Karen James, staff scientist at the Mount Desert Island Biological Laboratory, bridges two centuries of cutting-edge biology with her deep knowledge of both the life of Charles Darwin and the workings of genetics. While doing post-doctoral research at the Museum of Natural History in London, Karen helped coordinate events for the 200th anniversary of Darwin's birth, and she co-founded the HMS Beagle Project, whose goal is to build a 21st-century version of Darwin's famous ship as a working science vessel and an educational vehicle. We have been working with her on an installation linked to her Biotrails research project at Acadia National Park and the Schoodic Institute. It is a citizen-science initiative that is engaging Acadia visitors in the process of DNA "fingerprinting" species in the park. Karen's passion for her work and her skill at connecting with the public (she is one of America's most-followed scientists on Twitter) are a dynamic combination. In addition to her other interests, she is a lifelong space buff and attempted a few years ago to become an astronaut. She made it impressively far in the process and, true to her character, hasn't ruled out trying again.
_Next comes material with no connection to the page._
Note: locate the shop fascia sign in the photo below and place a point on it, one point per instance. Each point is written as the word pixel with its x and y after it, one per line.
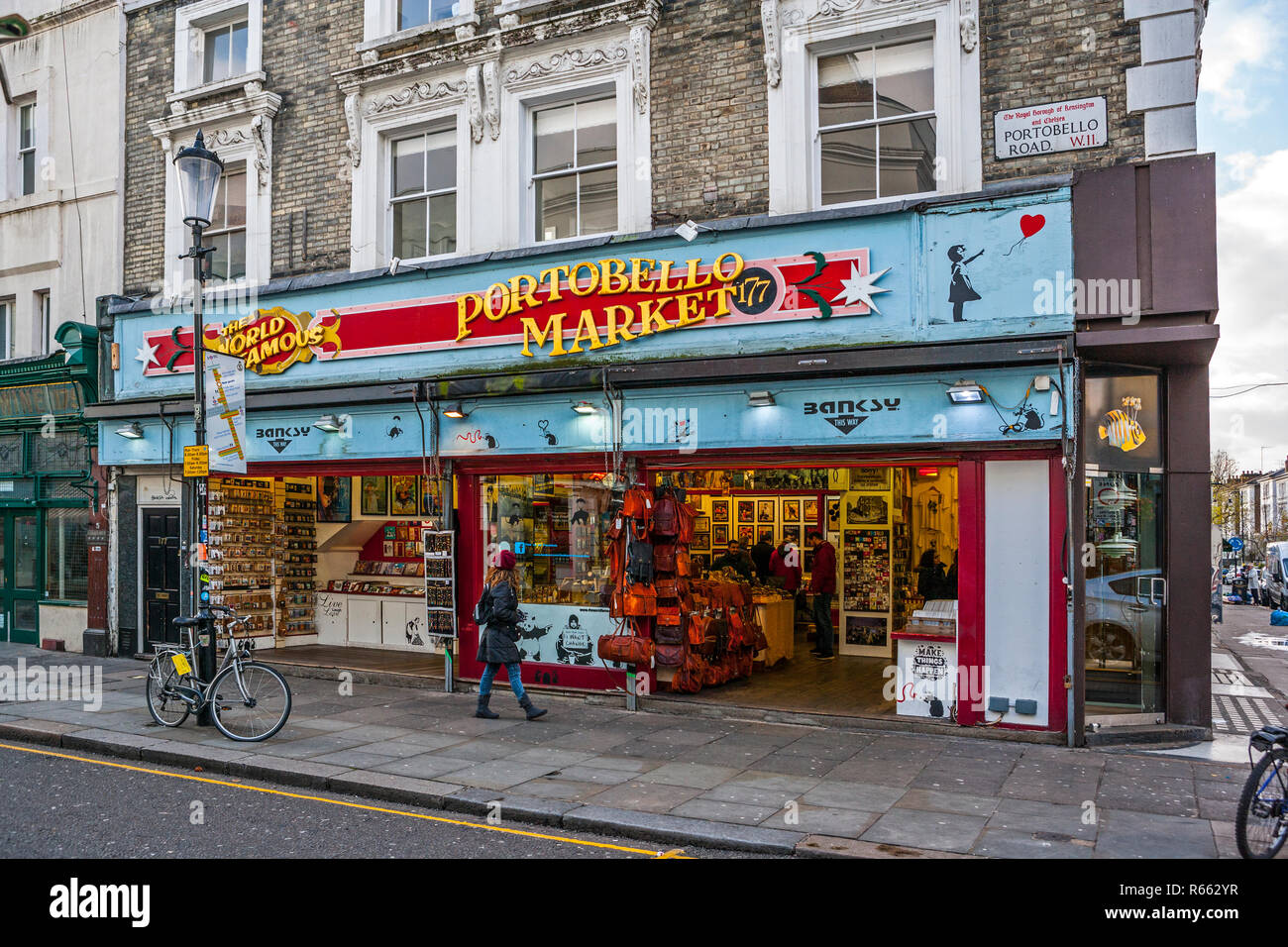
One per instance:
pixel 549 313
Joe Snider is allegedly retired, but the Naturalist's Notebook has benefitted repeatedly from his inventive mind and endless enthusiasm for learning and teaching. Joe earned his Ph.D. in experimental physics at Princeton and taught at Harvard for eight years before a long and distinguished career at Oberlin College, where he is a professor emeritus. Since we met him a few years ago (he now lives in Maine, not far from The Naturalist's Notebooks), Joe has helped us create a Sun Room, let us display some of his astronomy-focused educational inventions as interactions, taught us about our Sun and solar system and built us a window-installed camera obscura, which allows light from outside The Naturalist's Notebook in Seal Harbor to fly through a pinhole and project an image of the outdoor scene onto a wall of a darkened room. The camera obscura is set up in our Brain Room, which is fitting for one of Joe's brainstorms. He's no doubt thinking up his next invention at this very moment.